Abstract - Natural Language Processing || Luke Zettlemoyer

University of Washington, Seattle

 

Learning Semantic Parsers for More Languages and with Less Supervision

Recent work has demonstrated effective learning algorithms for a variety of semantic parsing problems, where the goal is to automatically recover the underlying meaning of input sentences. Although these algorithms can work well, there is still a large cost in annotating data and gathering other language-specific resources for each new application. In this talk, I will describe efforts to address these challenges by developing scalable, probabilistic CCG grammar induction algorithms. I will present recent work on methods that incorporate new notions of lexical generalization, thereby enabling effective learning for a variety of different natural languages and formal meaning representations. I will also describe a new approach for learning semantic parsers from conversational data, which does not require any manual annotation of sentence meaning.
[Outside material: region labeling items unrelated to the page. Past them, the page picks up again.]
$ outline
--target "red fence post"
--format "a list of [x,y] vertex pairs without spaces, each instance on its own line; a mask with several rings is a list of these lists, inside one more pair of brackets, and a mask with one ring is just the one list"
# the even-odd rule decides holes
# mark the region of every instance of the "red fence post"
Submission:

Finally, I will sketch future directions, including our recurring focus on building scalable learning techniques while attempting to minimize the application-specific engineering effort.
Joint work with Yoav Artzi, Tom Kwiatkowski, Sharon Goldwater, and Mark Steedman

Bio:
Luke Zettlemoyer is an Assistant Professor at the University of Washington. His research interests are in the intersections of natural language processing, machine learning and decision making under uncertainty. He spends much of his time developing learning algorithms that attempt to recover and make use of detailed representations of the meaning of natural language text. He was postdoctoral research fellow at the University of Edinburgh and received his Ph.D. from MIT.